Adivia

Adivia Mechanism of Action

sitagliptin

Manufacturer:

Lloyd

Distributor:

InnoGen Pharmaceuticals
Full Prescribing Info
Action
Pharmacology: Mechanism of Action: Sitagliptin is a Dipeptidyl Peptidase-4 (DPP-4) inhibitor, which is believed to exert its actions in patients with type 2 diabetes mellitus by slowing the inactivation of incretin hormones. Concentrations of the active intact hormones are increased by Sitagliptin, thereby increasing and prolonging the action of these hormones. Incretin hormones, including glucagon-like peptide-1 (GLP-1) and glucose-dependent insulinotropic polypeptide (GIP), are released by the intestine throughout the day, and levels are increased in response to a meal. These hormones are rapidly inactivated by the enzyme, DPP-4. The incretins are part of an endogenous system involved in the physiologic regulation of glucose homeostasis. When blood glucose concentrations are normal or elevated, GLP-1 and GIP increase insulin synthesis and release from pancreatic beta cells by intracellular signaling pathways involving cyclic Adenosine Monophosphate (AMP). GLP-1 also lowers glucagon secretion from pancreatic alpha cells, leading to reduced hepatic glucose production. By increasing and prolonging active incretin levels, Sitagliptin increases insulin release and decreases glucagon levels in the circulation in a glucose-dependent manner.

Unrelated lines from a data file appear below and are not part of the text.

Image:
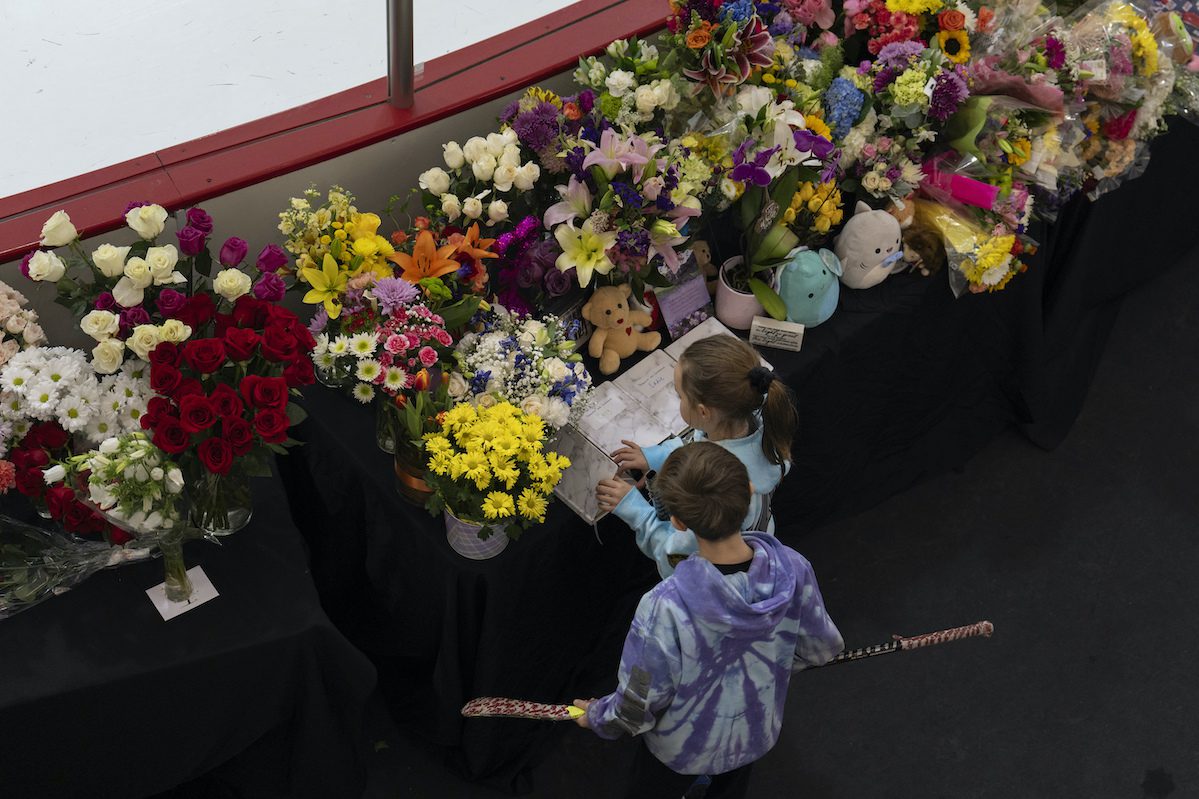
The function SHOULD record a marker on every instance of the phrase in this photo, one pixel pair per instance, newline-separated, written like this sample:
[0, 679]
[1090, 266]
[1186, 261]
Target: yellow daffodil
[327, 286]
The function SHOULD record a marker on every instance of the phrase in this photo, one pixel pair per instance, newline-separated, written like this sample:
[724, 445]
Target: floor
[1083, 558]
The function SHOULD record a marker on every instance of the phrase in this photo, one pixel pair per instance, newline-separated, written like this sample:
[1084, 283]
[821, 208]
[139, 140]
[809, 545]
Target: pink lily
[613, 155]
[576, 203]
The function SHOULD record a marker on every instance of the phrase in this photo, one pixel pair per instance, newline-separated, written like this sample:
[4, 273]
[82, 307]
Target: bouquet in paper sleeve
[488, 466]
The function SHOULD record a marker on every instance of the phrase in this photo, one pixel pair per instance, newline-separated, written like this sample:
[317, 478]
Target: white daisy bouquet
[60, 384]
[525, 361]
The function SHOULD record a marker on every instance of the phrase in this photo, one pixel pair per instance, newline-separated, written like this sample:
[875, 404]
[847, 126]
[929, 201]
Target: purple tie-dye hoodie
[709, 658]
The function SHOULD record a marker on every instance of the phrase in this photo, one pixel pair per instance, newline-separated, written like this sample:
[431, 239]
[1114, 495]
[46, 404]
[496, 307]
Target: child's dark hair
[725, 374]
[705, 487]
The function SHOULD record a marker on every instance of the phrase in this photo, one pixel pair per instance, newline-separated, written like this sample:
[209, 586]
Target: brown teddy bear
[614, 319]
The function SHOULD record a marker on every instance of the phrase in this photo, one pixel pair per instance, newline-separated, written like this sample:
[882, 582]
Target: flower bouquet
[524, 361]
[223, 402]
[18, 326]
[489, 474]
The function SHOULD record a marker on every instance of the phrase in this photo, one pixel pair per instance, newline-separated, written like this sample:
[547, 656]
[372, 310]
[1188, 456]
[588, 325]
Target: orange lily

Sitagliptin demonstrates selectivity for DPP-4 and does not inhibit DPP-8 or DPP-9 activity in vitro at concentrations approximating those from therapeutic doses.
Pharmacokinetics: The pharmacokinetics of Sitagliptin has been extensively characterized in healthy subjects and patients with type 2 diabetes mellitus. After oral administration of a 100 mg dose to healthy subjects. Sitagliptin was rapidly absorbed, with peak plasma concentrations (median Tmax) occurring 1 to 4 hours postdose. Plasma AUC of sitagliptin increased in a dose-proportional manner. Following a single oral 100 mg dose to healthy volunteers, mean plasma Area Under the Curve (AUC) of Sitagliptin was 8.52 µM•hr, Cmax was 950 nM, and apparent terminal half-life (t½) was 12.4 hours. Plasma AUC of Sitagliptin increased approximately 14% following 100 mg doses at steady-state compared to the first dose. The intra-subject and inter-subject coefficient of variation for Sitagliptin AUC were small (5.8% and 15.1%). The pharmacokinetics of Sitagliptin was generally similar in healthy subjects and in patients with type 2 diabetes mellitus.